The exemption would extend the agricultural operations exemption from the Federal HOS regulations to motor carriers in the distribution system, provided that: (1) The driver is delivering anhydrous ammonia; (2) none of the transportation movements within the distribution chain exceeds a 100 air-mile radius—whether from the retail or wholesale distribution point; and (3) the driver is employed by a motor carrier that has a “satisfactory” safety rating or is unrated; drivers for motor carriers with “conditional” or “unsatisfactory” safety ratings are prohibited from taking advantage of the exemption. Therefore, the exemption would allow drivers for motor carriers with a satisfactory safety rating or unrated motor carriers to use the HOS exemption when delivering anhydrous ammonia from any distribution point to a local farm retailer or to the ultimate consumer, and from a local farm retailer to the ultimate consumer, as long as the transportation takes place within a 100 air-mile radius of the retail or wholesale distribution point. This exemption would take effect on the date of publication of a final decision.

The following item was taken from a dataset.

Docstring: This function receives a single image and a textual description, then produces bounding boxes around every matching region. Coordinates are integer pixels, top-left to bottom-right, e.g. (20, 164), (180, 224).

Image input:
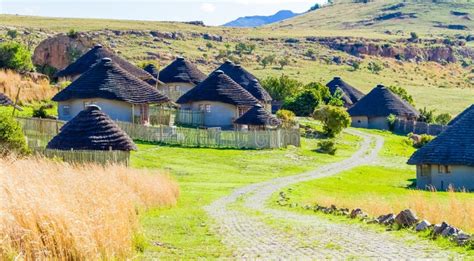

FMCSA is committed to ensuring high standards of motor carrier safety. The Agency has considered the available data concerning the safety performance of agricultural operations in general, and the safety performance of anhydrous ammonia transporters during the 90-day, limited waiver granted earlier this year.
FMCSA compared safety performance data for agricultural carriers currently operating under the statutory HOS exemption provided by the NHS Act, as amended, with non-agricultural carriers that are not exempt from HOS regulations to determine whether the exemption would be likely to achieve a level of safety that is equivalent to, or greater than, the level of safety that would be obtained in the absence of the exemption. The data were collected as part of a study, “Agricultural Commodity and Utility Carriers Hours of Service Exemption Analysis,” May 2010, FMCSA-RRA-10-448 A copy of the report has been placed in the public docket identified at the beginning of this notice.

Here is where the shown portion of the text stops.